Eu ainda estava confuso, mas Poppy se afastou e estendeu a mão de novo.
— Rune — ela disse, com a voz séria e forte —, você mora na casa ao lado, é um
viking e eu amo vikings. Acho que devemos ser melhores amigos.
— Melhores amigos? — perguntei.
Poppy assentiu com a cabeça e espichou a mão ainda mais para o meu lado. Levantei a minha, lentamente, apertei a mão dela e a chacoalhei duas vezes, como ela havia me mostrado.
Um aperto de mão.
— Então agora somos melhores amigos? — perguntei, quando Poppy puxou a mão de volta.
— Somos! — disse ela, empolgada. — Poppy e Rune.
Ela encostou o dedo no queixo e olhou para cima. Seus lábios se projetaram de
novo, como se estivesse pensando em algo difícil.
— Fica legal, não fica? Poppy e Rune, melhores amigos até o infinito!
Fiz que sim com a cabeça porque realmente soava legal.
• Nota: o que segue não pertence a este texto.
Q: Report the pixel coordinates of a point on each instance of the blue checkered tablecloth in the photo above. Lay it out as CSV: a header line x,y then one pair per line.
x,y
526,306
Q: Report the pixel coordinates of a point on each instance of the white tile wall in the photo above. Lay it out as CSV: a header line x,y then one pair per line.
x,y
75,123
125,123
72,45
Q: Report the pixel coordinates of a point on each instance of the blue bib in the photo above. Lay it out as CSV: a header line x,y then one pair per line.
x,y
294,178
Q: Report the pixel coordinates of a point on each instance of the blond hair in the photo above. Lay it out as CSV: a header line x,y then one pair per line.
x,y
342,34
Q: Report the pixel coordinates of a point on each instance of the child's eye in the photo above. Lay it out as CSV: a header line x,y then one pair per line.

Poppy colocou a mão na minha.
— Me mostra seu quarto! Eu quero te falar sobre a nossa próxima aventura. Ela começou a me puxar, e entramos correndo na casa.
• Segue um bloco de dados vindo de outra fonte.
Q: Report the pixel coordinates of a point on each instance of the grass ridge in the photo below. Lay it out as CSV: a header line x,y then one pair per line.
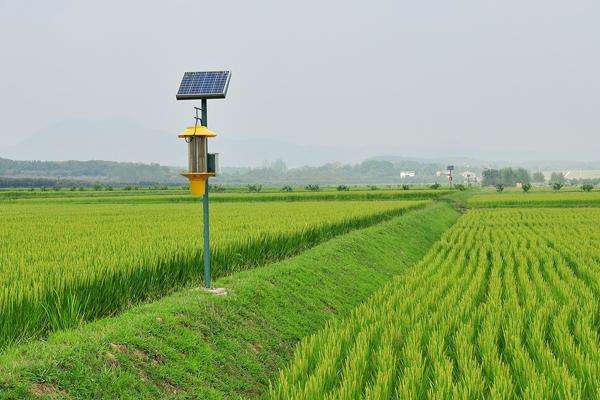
x,y
192,345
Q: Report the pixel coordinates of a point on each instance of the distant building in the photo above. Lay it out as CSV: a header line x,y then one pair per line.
x,y
469,176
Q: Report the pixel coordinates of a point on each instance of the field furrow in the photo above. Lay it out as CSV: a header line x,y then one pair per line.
x,y
504,306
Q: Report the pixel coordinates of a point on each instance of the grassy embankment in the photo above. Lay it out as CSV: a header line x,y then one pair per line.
x,y
64,264
195,345
504,306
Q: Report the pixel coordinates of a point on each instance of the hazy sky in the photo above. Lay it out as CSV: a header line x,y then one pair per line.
x,y
474,78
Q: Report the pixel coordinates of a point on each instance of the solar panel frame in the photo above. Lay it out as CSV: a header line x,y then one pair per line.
x,y
204,85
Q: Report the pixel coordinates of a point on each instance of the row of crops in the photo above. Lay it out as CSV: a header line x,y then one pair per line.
x,y
506,305
179,196
63,264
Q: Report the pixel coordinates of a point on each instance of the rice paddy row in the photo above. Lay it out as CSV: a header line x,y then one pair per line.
x,y
180,196
505,306
63,264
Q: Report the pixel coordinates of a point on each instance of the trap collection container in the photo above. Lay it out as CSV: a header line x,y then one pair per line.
x,y
201,164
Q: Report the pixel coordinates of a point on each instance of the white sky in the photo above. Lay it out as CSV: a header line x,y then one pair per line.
x,y
476,78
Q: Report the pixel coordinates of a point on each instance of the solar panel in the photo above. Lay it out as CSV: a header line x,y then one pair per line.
x,y
204,85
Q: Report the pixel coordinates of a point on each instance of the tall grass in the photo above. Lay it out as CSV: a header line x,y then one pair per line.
x,y
179,196
505,306
61,265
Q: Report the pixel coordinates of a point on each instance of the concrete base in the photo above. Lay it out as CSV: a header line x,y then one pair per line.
x,y
216,291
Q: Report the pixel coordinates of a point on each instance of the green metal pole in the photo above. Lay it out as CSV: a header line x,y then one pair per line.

Quando chegamos ao meu quarto, Poppy correu direto para a janela.

— Este é o quarto bem em frente ao meu!
Eu concordei com a cabeça, e ela deu um gritinho, correndo para pegar minha mão
de novo.
— Rune! — ela disse, empolgada —, nós podemos conversar de noite e fazer walkie-talkies com latas e barbante. Podemos cochichar nossos segredos um para o outro quando todo mundo estiver dormindo, e podemos planejar, e brincar, e...
Poppy continuou falando, mas eu não liguei. Eu gostava do som de sua voz. Eu gostava do seu riso e do grande laço branco em seu cabelo.
Talvez a Geórgia não seja tão ruim, pensei, não se eu tiver Poppy Litchfield como minha melhor amiga.
*
E então éramos Poppy e eu desde aquele dia. Poppy e Rune.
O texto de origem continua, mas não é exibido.